Mais si la bataille fit des victimes, la maladie fut un ennemi bien plus insidieux. Dans les camps surpeuplés, les poux se propagèrent parmi les rangs et l'odeur des corps sales devint insupportable. La dysenterie balaya les deux armées, n'épargnant ni les officiers ni les soldats. Les réserves de nourriture diminuèrent à mesure que les groupes chargés de trouver de quoi se nourrir revenaient les mains vides, et les hommes rongeaient des lanières de cuir ou creusaient désespérément pour trouver des racines sauvages. Certains s'effondraient au bord de la route, le visage émacié par la faim ; d'autres se blottissaient les uns contre les autres pour se réchauffer, frissonnant alors que le froid du début de l'hiver s'insinuait à travers la toile de leurs tentes. Les blessés remplissaient les hôpitaux de fortune — granges, églises, voire champs à ciel ouvert — où les chirurgiens opéraient à la lumière des lanternes, les mains tachées de rouge, l'air chargé de l'odeur cuivrée du sang et des gémissements étouffés des mourants.

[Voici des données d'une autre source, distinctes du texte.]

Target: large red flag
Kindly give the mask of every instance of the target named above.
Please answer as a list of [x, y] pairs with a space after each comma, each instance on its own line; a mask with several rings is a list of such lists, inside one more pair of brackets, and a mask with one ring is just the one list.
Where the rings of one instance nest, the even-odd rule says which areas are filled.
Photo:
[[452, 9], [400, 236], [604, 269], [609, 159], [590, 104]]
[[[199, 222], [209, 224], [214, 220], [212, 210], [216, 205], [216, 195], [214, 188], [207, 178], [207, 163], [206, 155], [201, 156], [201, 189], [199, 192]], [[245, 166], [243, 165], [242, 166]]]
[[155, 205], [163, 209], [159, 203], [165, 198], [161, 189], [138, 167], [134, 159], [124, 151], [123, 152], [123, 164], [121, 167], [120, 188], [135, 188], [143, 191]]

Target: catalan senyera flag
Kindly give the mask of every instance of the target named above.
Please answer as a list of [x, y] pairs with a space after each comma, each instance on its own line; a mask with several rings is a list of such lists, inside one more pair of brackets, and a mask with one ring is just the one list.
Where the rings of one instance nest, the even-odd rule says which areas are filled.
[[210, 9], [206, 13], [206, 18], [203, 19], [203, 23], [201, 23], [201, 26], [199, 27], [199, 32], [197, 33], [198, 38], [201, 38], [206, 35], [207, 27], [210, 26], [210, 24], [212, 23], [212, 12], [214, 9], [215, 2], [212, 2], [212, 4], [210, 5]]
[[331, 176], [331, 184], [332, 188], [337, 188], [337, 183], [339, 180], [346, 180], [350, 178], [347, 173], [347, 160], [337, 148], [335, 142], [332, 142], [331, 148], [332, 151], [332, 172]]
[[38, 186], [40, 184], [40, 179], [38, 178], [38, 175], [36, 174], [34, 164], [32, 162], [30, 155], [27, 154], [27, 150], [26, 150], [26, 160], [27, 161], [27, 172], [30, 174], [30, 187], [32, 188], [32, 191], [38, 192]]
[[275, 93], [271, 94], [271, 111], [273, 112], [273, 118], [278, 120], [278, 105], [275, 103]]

Malgré les revers et les privations, les premières victoires russes enhardirent Catherine la Grande. Chaque forteresse prise était un symbole de la puissance impériale, mais chacune affaiblissait également ses armées. Les lignes de ravitaillement s'allongeaient dangereusement, exposées aux raids tatars et aux contre-attaques soudaines des Ottomans. À Bender, les défenseurs lancèrent une sortie désespérée, prenant les Russes au dépourvu. Il en résulta le chaos et un bain de sang : des dizaines de personnes tombèrent avant que l'ordre ne soit rétabli et, pendant un moment, l'issue fut incertaine. Les commandants russes arpentaient le sol en ruines, le visage sombre, tandis qu'ils évaluaient les dégâts.
Au début de l'hiver 1769, le conflit était dans une impasse. Les rivières étaient gelées, la neige s'était accumulée contre les remparts et la fumée d'innombrables feux de camp s'élevait dans le ciel plombé. Les hommes creusèrent la terre gelée pour construire des abris rudimentaires contre le vent glacial. Les doigts gelés serraient les mousquets, les yeux scrutaient l'étendue blanche à la recherche du moindre signe de mouvement. La peur rongeait tous les cœurs, mais une détermination sinistre les animait également, le sentiment que la retraite était impossible, que la seule voie était d'avancer, à travers les épreuves et la mort.
La guerre russo-turque avait commencé dans la confusion et le feu, mais à mesure que la neige se tassait, sa véritable nature se révélait : une épreuve non seulement pour les armes, mais aussi pour l'endurance, la détermination et l'esprit humain. L'enfer était désormais pleinement déchaîné, et le monde allait bientôt assister à ses chapitres les plus sombres.